Editor’s note: This article originally appeared on Off Grid Ham on April 4, 2020. It is being re-released here with edits and updates. 

8 thoughts on “Everything But The Ham 2024.

  1. Jed

    I saw the picture of your Radio Shack radio and was amazed. I have the TRC-458 and works as good today as it did in 1979 when I bought it.

  2. randall krippner

    I agree completely, Chris. Having some kind of small, easily carried, easy to use unlicensed radio communications equipment is a good idea. I have a CB kicking around the basement somewhere, but I’d go with FMRS or GMRS these days.

    I haven’t seen a CB radio turn up at a garage sale in years now. For a while there the darned things were popping up for sale everywhere. Still they’re out there and if you can pick one up cheap in working condition it’s a good idea to have one aound, along with a suitable antenna. CB would not be my preferred method of communications, but heck, any kind of communications is better than none.

    1. Chris Warren Post author

      GMRS is probably the best option, although decent radios can be pricey.

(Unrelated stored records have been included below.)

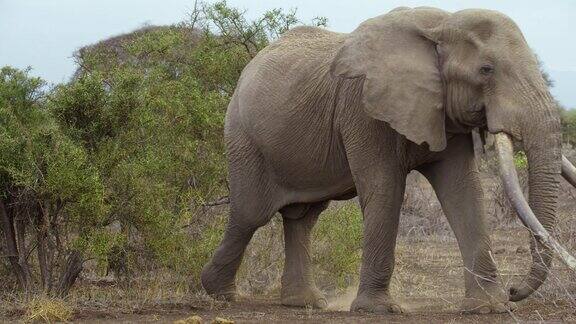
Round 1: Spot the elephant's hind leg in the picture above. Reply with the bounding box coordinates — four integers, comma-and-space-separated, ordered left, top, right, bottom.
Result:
201, 133, 280, 300
280, 202, 328, 308
201, 222, 256, 301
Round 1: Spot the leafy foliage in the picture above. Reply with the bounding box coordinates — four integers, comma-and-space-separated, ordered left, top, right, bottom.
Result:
0, 1, 326, 295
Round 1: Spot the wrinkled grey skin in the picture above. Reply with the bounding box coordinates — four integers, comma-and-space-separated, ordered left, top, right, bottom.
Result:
202, 8, 560, 312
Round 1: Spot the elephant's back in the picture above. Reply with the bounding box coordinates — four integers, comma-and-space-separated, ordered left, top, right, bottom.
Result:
235, 26, 345, 136
227, 27, 349, 189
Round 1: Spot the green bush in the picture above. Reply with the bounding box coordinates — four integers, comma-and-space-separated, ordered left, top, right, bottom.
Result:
313, 203, 362, 289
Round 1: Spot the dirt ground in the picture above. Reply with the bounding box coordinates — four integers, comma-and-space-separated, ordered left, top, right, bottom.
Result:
6, 228, 576, 323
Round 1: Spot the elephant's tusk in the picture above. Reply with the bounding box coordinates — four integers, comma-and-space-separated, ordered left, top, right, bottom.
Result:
495, 133, 576, 271
562, 155, 576, 187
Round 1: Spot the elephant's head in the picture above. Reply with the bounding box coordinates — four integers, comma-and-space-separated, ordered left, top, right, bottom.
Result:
331, 8, 570, 300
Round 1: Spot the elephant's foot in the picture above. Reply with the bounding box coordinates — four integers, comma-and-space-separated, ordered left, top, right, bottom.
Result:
280, 285, 328, 309
461, 298, 516, 314
350, 293, 406, 314
461, 281, 516, 314
200, 264, 236, 301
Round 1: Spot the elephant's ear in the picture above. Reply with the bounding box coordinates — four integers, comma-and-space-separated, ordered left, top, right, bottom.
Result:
331, 8, 448, 151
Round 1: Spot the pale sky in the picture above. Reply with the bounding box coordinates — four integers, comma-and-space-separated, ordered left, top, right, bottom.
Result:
0, 0, 576, 108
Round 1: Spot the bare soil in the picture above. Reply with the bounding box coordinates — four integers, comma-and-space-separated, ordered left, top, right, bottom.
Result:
5, 227, 576, 323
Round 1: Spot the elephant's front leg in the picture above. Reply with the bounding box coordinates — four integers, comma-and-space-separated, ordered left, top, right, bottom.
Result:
420, 135, 515, 313
351, 166, 406, 313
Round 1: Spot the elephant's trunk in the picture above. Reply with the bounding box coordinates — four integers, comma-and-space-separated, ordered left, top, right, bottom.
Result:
496, 98, 576, 301
562, 155, 576, 187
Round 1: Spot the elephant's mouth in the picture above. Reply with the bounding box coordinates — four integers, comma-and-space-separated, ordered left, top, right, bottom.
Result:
495, 132, 576, 271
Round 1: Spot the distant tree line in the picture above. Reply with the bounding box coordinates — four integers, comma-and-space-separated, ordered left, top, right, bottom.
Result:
0, 1, 326, 296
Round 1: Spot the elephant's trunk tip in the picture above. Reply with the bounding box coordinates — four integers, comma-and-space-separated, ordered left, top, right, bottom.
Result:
495, 133, 576, 301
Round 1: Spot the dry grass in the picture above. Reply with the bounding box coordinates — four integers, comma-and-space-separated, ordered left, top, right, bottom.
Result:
24, 296, 73, 323
0, 149, 576, 321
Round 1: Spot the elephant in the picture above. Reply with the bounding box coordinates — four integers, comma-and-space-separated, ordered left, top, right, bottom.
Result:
201, 7, 576, 313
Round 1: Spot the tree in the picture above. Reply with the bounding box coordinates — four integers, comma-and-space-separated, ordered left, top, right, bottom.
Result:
0, 67, 106, 295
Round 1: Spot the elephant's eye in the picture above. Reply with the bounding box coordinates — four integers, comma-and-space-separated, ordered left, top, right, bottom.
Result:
480, 64, 494, 75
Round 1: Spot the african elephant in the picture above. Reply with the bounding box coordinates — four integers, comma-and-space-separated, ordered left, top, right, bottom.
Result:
201, 7, 576, 312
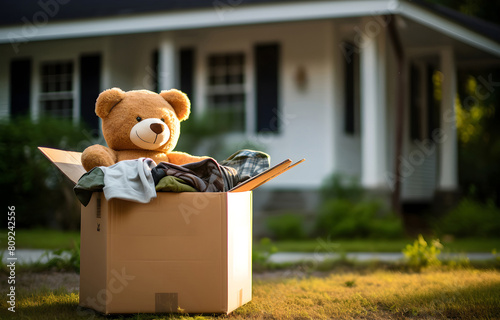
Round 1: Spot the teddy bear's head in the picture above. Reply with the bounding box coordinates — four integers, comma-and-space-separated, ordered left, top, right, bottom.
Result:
95, 88, 190, 152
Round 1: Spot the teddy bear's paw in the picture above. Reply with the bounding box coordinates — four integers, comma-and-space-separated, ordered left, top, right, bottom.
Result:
82, 144, 116, 171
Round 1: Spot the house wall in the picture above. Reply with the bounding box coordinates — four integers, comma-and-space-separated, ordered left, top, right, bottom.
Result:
0, 38, 104, 121
0, 21, 372, 189
176, 21, 334, 189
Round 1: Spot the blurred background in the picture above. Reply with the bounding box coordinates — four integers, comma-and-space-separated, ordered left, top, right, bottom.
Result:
0, 0, 500, 244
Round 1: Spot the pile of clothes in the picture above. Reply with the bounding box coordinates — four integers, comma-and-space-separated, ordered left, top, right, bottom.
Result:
74, 150, 270, 206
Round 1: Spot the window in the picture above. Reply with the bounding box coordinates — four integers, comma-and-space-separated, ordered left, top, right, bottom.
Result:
254, 43, 280, 133
207, 53, 245, 132
40, 61, 74, 118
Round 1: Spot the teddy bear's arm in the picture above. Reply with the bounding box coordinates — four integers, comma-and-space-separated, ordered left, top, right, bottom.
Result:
82, 144, 117, 171
168, 151, 210, 165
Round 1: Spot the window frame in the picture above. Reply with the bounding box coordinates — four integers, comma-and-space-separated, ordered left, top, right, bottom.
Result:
31, 55, 80, 124
203, 50, 250, 134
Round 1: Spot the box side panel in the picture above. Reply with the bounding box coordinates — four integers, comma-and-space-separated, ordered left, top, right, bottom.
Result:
80, 192, 109, 313
107, 192, 226, 313
227, 191, 252, 313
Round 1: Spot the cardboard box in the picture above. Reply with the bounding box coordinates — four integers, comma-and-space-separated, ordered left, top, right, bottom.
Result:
40, 148, 303, 314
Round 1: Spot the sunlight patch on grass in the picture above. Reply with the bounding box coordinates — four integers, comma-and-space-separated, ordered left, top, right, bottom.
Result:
236, 270, 500, 319
0, 269, 500, 320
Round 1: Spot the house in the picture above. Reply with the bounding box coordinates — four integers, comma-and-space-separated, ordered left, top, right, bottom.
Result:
0, 0, 500, 218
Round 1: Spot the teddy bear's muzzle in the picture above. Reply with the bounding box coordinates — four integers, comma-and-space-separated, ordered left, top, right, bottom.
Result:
130, 118, 170, 150
149, 123, 163, 134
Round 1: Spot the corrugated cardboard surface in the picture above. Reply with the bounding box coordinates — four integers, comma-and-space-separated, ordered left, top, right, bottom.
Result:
80, 192, 252, 313
39, 147, 303, 314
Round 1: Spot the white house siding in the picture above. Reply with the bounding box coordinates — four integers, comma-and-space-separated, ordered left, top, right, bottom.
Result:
176, 21, 333, 189
103, 33, 159, 91
0, 38, 108, 120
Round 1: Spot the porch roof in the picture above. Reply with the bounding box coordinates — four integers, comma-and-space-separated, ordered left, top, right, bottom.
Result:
0, 0, 500, 57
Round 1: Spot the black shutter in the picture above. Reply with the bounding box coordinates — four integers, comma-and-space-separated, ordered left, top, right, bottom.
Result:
410, 64, 423, 141
343, 43, 359, 134
10, 59, 31, 116
254, 43, 280, 132
151, 50, 160, 93
80, 54, 101, 134
179, 48, 195, 105
425, 65, 441, 138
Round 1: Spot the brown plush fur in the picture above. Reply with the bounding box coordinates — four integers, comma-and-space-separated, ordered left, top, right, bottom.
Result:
82, 88, 206, 171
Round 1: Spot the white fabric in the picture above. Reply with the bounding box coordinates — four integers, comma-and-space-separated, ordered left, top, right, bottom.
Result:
99, 158, 156, 203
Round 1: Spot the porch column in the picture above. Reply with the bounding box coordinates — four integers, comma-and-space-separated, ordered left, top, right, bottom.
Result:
157, 32, 176, 91
436, 48, 458, 191
360, 32, 388, 189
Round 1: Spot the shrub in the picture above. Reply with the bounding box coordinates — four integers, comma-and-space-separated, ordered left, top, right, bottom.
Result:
435, 198, 500, 237
266, 213, 306, 240
252, 238, 278, 269
321, 174, 364, 201
403, 234, 443, 270
0, 117, 93, 229
315, 199, 403, 239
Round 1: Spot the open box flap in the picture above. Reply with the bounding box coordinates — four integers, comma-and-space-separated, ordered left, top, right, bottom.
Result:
38, 147, 305, 192
38, 147, 87, 184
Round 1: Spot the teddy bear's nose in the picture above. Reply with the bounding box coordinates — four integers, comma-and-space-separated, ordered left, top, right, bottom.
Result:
149, 123, 163, 134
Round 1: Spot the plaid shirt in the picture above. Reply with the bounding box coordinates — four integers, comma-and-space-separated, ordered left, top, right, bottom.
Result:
220, 149, 271, 182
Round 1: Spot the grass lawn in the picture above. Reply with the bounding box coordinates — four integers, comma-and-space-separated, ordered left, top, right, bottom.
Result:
0, 269, 500, 320
254, 238, 500, 252
0, 229, 500, 252
0, 229, 80, 250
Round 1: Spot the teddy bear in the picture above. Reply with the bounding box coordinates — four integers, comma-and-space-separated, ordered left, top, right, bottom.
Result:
82, 88, 207, 171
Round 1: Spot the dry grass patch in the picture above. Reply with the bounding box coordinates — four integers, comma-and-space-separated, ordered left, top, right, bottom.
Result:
236, 270, 500, 319
0, 270, 500, 320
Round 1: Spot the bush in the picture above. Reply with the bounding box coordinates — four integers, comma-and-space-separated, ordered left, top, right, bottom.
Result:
435, 198, 500, 237
0, 117, 92, 229
403, 234, 443, 271
316, 199, 403, 239
266, 213, 306, 240
315, 175, 404, 239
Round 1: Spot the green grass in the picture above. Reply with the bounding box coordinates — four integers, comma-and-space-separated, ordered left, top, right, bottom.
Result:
0, 229, 80, 250
0, 229, 500, 252
254, 238, 500, 252
0, 269, 500, 320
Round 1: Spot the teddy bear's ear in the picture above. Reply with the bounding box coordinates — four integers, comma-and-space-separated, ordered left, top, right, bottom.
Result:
95, 88, 125, 119
160, 89, 191, 121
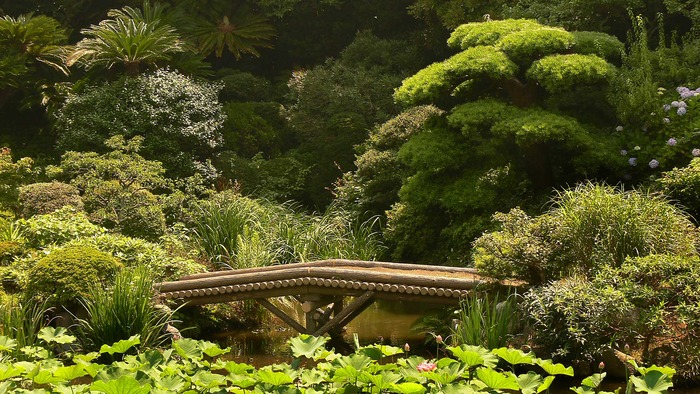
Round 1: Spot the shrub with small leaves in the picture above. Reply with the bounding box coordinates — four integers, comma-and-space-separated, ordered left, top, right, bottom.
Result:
16, 206, 106, 248
19, 182, 83, 217
27, 246, 122, 307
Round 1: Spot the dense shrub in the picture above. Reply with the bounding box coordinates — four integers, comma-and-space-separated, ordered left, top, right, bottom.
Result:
658, 158, 700, 220
376, 20, 622, 264
0, 241, 25, 265
56, 70, 224, 175
523, 276, 634, 368
216, 68, 272, 102
0, 147, 36, 212
47, 136, 167, 240
474, 184, 698, 285
16, 206, 105, 248
19, 182, 83, 217
65, 233, 206, 281
27, 247, 122, 307
336, 105, 442, 217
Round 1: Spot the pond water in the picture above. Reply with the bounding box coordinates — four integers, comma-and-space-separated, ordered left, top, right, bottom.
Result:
206, 302, 700, 394
213, 301, 451, 367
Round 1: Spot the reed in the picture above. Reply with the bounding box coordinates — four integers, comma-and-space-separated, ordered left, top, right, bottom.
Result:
78, 266, 173, 350
452, 293, 520, 349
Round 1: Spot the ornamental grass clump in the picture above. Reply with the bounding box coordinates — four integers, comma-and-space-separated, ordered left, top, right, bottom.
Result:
473, 183, 698, 285
77, 266, 172, 350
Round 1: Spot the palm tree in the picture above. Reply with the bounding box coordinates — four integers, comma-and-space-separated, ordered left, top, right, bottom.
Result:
0, 14, 68, 107
172, 0, 275, 59
68, 2, 186, 76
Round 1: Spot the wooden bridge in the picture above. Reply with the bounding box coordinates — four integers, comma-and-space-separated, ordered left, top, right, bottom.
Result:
156, 260, 490, 335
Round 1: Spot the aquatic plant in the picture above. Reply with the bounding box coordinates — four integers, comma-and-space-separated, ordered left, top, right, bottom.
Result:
0, 329, 675, 394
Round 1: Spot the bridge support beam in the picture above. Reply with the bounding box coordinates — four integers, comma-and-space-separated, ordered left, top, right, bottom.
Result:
255, 291, 374, 337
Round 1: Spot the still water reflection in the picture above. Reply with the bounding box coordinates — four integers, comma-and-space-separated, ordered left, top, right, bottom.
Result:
215, 301, 446, 367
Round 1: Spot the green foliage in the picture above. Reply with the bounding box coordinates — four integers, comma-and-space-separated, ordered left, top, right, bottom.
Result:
0, 241, 25, 265
523, 277, 634, 365
0, 148, 36, 214
571, 31, 625, 63
0, 13, 68, 107
527, 54, 616, 93
394, 46, 517, 106
65, 234, 206, 281
452, 293, 519, 349
68, 2, 185, 77
16, 206, 105, 248
447, 19, 540, 49
657, 158, 700, 218
217, 152, 311, 202
18, 182, 83, 217
286, 33, 416, 207
473, 184, 698, 285
78, 265, 172, 350
0, 330, 675, 394
221, 102, 282, 157
610, 16, 661, 128
49, 136, 166, 239
376, 20, 621, 264
56, 70, 224, 176
187, 5, 275, 59
193, 193, 384, 268
336, 106, 441, 217
27, 247, 122, 307
217, 68, 272, 102
496, 28, 576, 65
594, 254, 700, 381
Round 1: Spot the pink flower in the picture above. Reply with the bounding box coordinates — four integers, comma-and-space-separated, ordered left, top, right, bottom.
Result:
416, 361, 437, 372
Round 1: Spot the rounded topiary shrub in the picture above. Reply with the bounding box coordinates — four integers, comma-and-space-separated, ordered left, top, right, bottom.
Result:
27, 246, 122, 307
0, 241, 24, 265
19, 182, 83, 217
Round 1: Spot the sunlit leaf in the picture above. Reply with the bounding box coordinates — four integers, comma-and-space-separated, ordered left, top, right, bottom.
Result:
476, 368, 520, 390
394, 382, 427, 394
516, 371, 542, 394
90, 376, 151, 394
492, 347, 535, 365
0, 335, 17, 352
200, 341, 231, 357
173, 338, 202, 360
535, 358, 574, 376
630, 370, 673, 394
100, 335, 141, 355
289, 334, 328, 358
257, 369, 293, 386
37, 327, 75, 345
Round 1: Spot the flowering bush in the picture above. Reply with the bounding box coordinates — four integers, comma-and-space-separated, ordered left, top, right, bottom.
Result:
616, 86, 700, 181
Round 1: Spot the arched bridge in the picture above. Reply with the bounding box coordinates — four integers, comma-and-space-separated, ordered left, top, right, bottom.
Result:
156, 260, 490, 335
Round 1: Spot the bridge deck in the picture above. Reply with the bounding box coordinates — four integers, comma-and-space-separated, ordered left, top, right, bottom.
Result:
156, 260, 490, 335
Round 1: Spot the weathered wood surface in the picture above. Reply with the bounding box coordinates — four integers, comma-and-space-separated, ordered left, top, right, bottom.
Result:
155, 259, 490, 335
156, 260, 482, 304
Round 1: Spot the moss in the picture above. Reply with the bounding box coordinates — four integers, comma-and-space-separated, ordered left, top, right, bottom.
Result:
27, 246, 122, 307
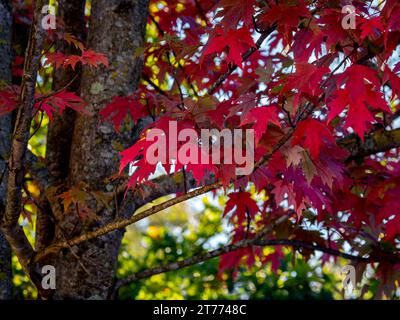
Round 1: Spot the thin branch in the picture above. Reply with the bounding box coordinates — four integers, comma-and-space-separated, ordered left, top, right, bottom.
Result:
207, 25, 276, 96
0, 0, 48, 281
114, 215, 289, 294
114, 238, 400, 293
35, 71, 81, 103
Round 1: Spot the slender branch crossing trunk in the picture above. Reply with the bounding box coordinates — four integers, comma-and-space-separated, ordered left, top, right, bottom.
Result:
45, 0, 148, 299
0, 0, 12, 300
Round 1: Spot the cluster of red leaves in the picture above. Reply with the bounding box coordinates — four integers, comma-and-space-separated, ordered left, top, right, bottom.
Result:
0, 32, 108, 120
104, 0, 400, 292
5, 0, 400, 296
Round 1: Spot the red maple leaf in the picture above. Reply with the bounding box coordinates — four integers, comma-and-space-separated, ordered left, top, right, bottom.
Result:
203, 27, 254, 66
224, 191, 259, 229
100, 96, 148, 132
292, 119, 335, 159
35, 91, 88, 120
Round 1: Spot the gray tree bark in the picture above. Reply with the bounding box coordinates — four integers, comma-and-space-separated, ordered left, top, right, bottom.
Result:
45, 0, 148, 299
0, 0, 12, 300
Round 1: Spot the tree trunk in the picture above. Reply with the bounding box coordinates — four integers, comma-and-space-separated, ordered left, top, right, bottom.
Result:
0, 0, 12, 300
47, 0, 148, 299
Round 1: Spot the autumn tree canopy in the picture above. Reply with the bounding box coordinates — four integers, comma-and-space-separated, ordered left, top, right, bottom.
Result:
0, 0, 400, 299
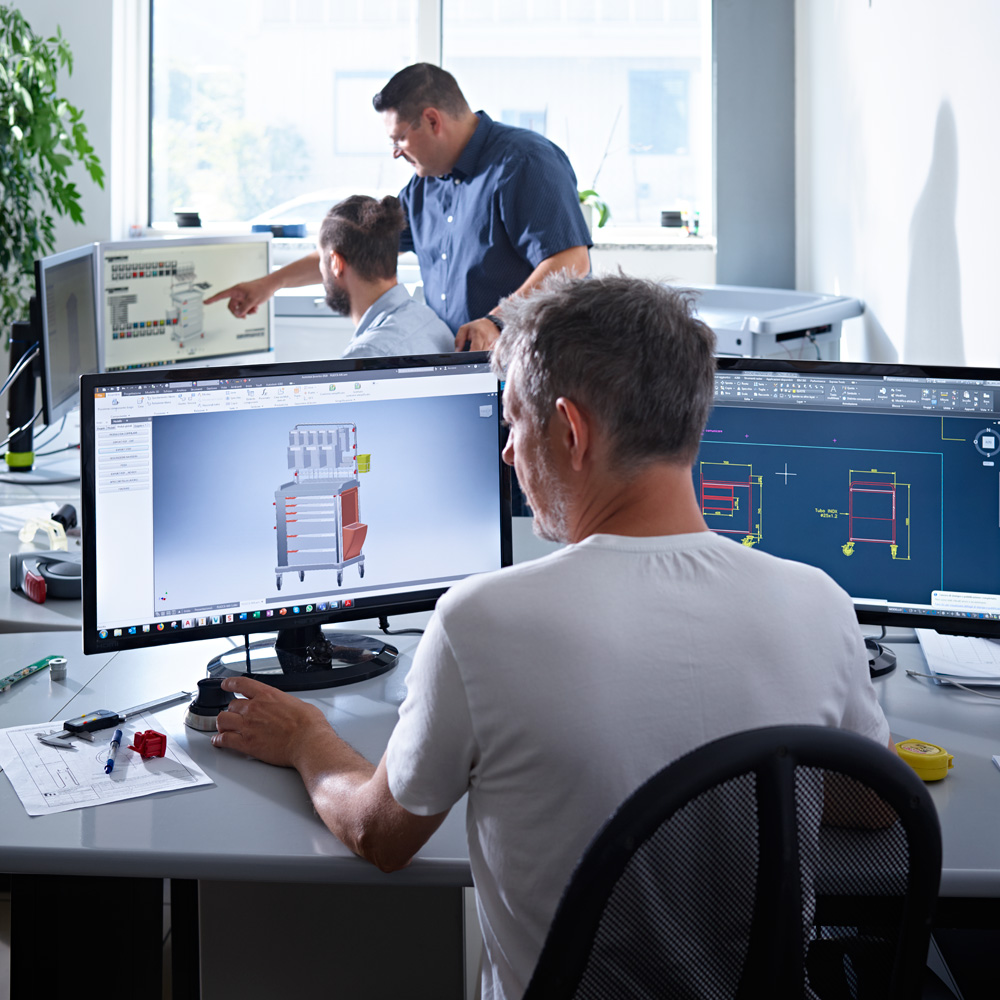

      With the addition of FM mode CB, it may become more appealing. Used CBs are not as ubiquitous as they used to be, but new units are inexpensive.

  3. Danie

    And of course now also LoRa based radio such as Meshtastic – I’ve seen a big uptake in this recently, often primarily by licensed hams themselves.

  4. Rick Eissinger

    Good recap -thanks for posting. Still remember my CB lic – KLB0410! As Danie mentioned Meshtastic might be worth a mention. Some of us have been trying to get it going with local hams but not much general interest yet in my area.

    1. Chris Warren Post author

      Hi Rick, I am having one of those “what were you thinking?!” moments. I should have mentioned meshtastic but somehow my mind was elsewhere. Thanks for sharing.